Create a list of image encodings and a list of names:

faces_images=[]
for i in os.listdir('faces/'):
    faces_images.append(face_recognition.load_image_file('faces/'+i))
known_face_encodings=[]
for i in faces_images:
    known_face_encodings.append(face_recognition.face_encodings(i)[0])
known_face_names=[]url
for i in os.listdir('faces/'):
    i=i.split('.')[0]
    known_face_names.append(i)

Advanced: all images are stored in the /faces folder in the format name.jpg

screen

Mikhail

Timofey

Initialize some variables:

face_locations = []
face_encodings = []
face_names = []
process_this_frame = True

Take the image from the server and convert it to cv2 format:

req = urllib.request.urlopen('http://192.168.11.1:8080/snapshot?topic=/main_camera/image_raw')
arr = np.asarray(bytearray(req.read()), dtype=np.uint8)
frame = cv2.imdecode(arr, -1)

For Python 2.7:

req = urllib2.urlopen('http://192.168.11.1:8080/snapshot?topic=/main_camera/image_raw')
arr = np.asarray(bytearray(req.read()), dtype=np.uint8)
frame = cv2.imdecode(arr, -1)

Explanation of further code can be found on the github of the API in the comments to the next script

Usage

Just connect to the "Clover" via Wi-Fi and check if the video stream from the camera works correctly.

Then just run the script:

python recog.py

And on the output:

Mikhail_output

Timofey_output

Possible difficulties

The following error may occur during the work of the script:

    known_face_encodings.append(face_recognition.face_encodings(i)[0])
IndexError: list index out of range

In this case, try to remake the photos in the faces folder, perhaps due to poor quality the program does not recognize faces in the images.

Using the calibration

You can use the camera's calibration to increase the accuracy of recognition. The calibration module can be installed using the special package. Instructions for the installation and using can be found in the calibration.md file. The program using the calibration package is called recog_undist.py

Brief explanation of the code:

Import the installed package:

import clever_cam_calibration.clevercamcalib as ccc

Add the following lines:

height_or, width_or, depth_or = frame.shape

Thus we get information about the size of the image, where height_or is the height of the original image in pixels, and width_or is the width.
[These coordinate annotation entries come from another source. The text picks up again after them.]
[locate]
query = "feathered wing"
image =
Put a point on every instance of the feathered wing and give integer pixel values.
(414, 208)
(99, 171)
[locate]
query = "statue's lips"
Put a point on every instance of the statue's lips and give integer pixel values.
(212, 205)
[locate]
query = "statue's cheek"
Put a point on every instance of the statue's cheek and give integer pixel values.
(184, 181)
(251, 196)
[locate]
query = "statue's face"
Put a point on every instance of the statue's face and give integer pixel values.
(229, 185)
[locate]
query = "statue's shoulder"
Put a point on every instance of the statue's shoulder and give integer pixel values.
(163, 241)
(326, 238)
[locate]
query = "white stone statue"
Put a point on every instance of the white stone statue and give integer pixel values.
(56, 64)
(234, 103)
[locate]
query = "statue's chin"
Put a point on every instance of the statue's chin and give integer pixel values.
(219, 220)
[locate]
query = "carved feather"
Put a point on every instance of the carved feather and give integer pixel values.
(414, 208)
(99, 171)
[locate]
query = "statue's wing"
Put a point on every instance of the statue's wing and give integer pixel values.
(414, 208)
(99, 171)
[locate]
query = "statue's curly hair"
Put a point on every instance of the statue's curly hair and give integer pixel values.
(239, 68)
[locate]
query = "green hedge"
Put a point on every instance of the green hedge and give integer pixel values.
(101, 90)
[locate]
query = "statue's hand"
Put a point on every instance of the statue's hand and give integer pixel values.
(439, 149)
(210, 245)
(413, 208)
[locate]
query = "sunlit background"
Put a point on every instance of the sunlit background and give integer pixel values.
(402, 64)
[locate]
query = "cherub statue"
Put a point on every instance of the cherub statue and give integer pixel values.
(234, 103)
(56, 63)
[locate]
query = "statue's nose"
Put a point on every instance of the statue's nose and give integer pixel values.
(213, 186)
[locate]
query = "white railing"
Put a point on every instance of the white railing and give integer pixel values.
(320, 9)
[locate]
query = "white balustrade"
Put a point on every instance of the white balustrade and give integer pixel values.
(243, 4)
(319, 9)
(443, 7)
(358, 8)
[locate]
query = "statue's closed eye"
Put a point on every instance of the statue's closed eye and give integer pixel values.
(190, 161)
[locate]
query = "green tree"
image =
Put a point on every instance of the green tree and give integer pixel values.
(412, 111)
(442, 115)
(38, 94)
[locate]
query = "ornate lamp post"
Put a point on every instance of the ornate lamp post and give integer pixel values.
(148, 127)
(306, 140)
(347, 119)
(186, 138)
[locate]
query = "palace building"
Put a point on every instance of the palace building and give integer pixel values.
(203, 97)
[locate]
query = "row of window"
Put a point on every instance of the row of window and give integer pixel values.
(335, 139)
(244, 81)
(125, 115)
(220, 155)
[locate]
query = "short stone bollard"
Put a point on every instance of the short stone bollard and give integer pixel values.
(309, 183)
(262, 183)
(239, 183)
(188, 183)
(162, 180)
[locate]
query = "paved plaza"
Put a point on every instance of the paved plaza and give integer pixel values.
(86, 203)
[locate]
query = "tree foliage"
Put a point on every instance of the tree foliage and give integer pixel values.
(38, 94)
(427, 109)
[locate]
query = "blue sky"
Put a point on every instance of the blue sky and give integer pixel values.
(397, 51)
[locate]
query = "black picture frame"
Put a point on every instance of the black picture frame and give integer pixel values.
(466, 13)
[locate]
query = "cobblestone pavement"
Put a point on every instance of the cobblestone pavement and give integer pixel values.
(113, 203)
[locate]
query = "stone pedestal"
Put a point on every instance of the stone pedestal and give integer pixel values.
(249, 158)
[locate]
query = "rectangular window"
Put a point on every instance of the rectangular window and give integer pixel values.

Then we correct distortions of the original image and get its parameters:

frame=ccc.get_undistorted_image(frame,ccc.CLEVER_FISHEYE_CAM_640)
height_unz, width_unz, depth_unz = frame.shape

In this case, we pass the argument CLEVER_FISHEYE_CAM_640, because the image resolution in the example is 640x480, you can also use the argument CLEVER_FISHEYE_CAM_320 for the resolution of 320x240, otherwise you need to pass the path to the calibration .yaml file as a second argument.

And finally, we return the image to its original size:

frame=cv2.resize(frame,(0,0), fx=(width_or/width_unz),fy=(height_or/height_unz))

Thanks to it it is possible to raise accuracy of recognition considerably as the processed image will be not so much distorted any more.